William Shakespeare
Contributed by Sharon Fleming
Act 5 Scene 8

Macbeth and Macduff come face to face on the battlefield, where they exchange words before clashing swords. Macbeth, the bloody usurper of the throne, finally meets his end. Macbeth meets his predetermined end, bringing all the witches’ prophecies to fruition.


Macbeth contemplates suicide, thinking it may be his best course of action. Just then, a furious Macduff appears. “Turn, hell-hound, turn!” shouts Macduff. Macduff's use of the word “Hell” does not come as a surprise. In Act IV Scene III, Macduff referred to Macbeth as a hell-kite. Macduff's position that Macbeth is evil has been vindicated. In return, Macbeth responds to Macduff and informs him that he is invincible, comparing himself to air. In this statement, Macbeth misinterprets the prophecies of the apparitions that he cannot be killed by a man born of a woman.

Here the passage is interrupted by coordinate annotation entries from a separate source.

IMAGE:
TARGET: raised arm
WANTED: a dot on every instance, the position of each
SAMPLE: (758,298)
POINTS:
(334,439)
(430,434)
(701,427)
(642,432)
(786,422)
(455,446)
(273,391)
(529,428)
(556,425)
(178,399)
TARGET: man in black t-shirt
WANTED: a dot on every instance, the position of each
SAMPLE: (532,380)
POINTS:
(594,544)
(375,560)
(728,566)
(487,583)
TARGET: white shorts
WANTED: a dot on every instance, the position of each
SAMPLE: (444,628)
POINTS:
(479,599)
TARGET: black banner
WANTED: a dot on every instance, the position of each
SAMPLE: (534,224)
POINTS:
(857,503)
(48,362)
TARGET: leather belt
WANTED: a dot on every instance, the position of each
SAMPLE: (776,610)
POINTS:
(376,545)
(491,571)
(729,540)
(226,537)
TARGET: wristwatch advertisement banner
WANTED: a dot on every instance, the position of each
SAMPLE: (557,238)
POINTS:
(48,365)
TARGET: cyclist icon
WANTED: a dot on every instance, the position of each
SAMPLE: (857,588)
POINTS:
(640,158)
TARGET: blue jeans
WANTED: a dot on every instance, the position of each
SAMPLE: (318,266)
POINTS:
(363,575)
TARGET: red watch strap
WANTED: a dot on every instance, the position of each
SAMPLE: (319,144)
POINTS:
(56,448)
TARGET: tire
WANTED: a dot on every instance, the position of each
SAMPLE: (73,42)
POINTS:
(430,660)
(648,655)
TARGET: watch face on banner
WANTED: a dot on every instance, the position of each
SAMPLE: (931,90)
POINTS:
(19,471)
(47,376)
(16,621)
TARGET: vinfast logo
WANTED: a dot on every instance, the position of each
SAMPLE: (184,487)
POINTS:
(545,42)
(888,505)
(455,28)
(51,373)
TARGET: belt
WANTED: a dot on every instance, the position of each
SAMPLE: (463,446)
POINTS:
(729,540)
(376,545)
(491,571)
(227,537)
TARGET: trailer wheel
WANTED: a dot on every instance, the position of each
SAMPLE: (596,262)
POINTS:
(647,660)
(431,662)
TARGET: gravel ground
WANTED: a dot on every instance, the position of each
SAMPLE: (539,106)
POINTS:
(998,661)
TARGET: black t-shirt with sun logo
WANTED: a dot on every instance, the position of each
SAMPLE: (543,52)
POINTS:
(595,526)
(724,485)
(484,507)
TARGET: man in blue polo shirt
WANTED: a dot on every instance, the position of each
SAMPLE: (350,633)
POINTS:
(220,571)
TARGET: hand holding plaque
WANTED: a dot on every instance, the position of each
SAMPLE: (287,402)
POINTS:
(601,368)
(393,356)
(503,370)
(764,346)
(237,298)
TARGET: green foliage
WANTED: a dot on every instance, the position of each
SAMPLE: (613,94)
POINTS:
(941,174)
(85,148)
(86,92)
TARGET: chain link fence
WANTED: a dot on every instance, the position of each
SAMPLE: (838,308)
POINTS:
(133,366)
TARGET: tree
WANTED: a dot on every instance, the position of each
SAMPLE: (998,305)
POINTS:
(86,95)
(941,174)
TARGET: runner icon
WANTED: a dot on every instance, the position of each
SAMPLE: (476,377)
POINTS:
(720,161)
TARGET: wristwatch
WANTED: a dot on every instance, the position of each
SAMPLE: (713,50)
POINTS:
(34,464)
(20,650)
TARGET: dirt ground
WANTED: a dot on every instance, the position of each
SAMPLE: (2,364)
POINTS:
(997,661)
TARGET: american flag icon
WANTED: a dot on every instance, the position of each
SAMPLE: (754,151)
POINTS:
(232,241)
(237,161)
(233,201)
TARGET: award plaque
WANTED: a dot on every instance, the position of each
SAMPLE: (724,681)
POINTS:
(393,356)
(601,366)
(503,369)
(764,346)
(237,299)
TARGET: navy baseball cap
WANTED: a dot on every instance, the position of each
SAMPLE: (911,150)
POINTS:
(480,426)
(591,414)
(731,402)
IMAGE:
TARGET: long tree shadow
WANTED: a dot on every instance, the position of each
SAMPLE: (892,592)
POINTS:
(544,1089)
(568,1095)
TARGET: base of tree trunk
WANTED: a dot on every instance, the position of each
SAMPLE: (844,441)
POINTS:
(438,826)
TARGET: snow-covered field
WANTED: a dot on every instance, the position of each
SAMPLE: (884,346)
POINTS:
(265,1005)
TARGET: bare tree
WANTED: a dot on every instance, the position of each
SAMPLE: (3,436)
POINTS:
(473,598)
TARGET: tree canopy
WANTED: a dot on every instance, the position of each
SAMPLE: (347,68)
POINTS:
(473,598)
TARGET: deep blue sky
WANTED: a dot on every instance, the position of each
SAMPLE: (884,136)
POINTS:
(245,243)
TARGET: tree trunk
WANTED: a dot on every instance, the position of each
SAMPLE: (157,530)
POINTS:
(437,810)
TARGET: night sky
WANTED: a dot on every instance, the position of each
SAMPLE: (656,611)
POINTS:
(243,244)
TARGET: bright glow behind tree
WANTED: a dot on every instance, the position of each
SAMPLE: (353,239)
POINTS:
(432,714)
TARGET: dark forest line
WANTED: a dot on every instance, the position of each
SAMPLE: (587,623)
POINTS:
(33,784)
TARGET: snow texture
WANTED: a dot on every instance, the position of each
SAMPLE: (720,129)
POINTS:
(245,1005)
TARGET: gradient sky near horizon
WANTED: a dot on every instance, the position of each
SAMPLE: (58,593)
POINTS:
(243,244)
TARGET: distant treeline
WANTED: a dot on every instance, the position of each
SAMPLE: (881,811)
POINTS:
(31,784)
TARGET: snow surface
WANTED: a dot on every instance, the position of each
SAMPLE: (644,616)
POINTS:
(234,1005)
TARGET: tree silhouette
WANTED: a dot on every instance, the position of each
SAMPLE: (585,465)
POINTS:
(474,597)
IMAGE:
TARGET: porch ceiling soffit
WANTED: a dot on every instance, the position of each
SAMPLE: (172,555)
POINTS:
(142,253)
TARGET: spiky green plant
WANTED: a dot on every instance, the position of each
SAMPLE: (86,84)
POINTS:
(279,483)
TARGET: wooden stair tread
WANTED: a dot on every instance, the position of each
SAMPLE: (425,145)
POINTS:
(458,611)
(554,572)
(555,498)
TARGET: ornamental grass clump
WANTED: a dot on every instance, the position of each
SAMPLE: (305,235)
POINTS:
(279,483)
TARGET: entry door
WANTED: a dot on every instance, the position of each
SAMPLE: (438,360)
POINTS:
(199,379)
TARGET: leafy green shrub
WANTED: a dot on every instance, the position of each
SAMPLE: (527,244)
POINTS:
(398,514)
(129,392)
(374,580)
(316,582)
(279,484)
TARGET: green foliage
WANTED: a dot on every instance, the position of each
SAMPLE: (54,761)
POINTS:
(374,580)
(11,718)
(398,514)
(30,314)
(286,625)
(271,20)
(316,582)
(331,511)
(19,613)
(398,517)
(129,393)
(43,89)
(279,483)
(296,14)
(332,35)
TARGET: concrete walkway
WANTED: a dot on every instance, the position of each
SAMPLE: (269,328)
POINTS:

During his exchange with Macbeth, Macduff appears less emotional than his opponent. He indicates that revenge is best served by actions rather than words. In addition, Macduff reveals to Macbeth that he was not born of a woman but, instead, was “untimely ripp'd” from the womb of his mother. With this revelation, the prophecy is fulfilled, and Macbeth ought to be aware that the battle is over.

Macbeth has been striving to understand the witches’ prophecies. Initially, he said that the witches were “imperfect speakers” due to their failure to tell him what he wanted to hear. However, now Macbeth realizes that he is the one who is imperfect, while the witches were accurate in their predictions. Every aspect of every prophecy has been fulfilled. Macbeth says, “these juggling fiends no more believed / That palter with us in a double sense” meaning that he no longer doubts the prophecies. Macduff belittles and mocks Macbeth, calling him a coward. Macduff promises to lift Macbeth publicly so that everyone can see him “baited with the rabble's curse.”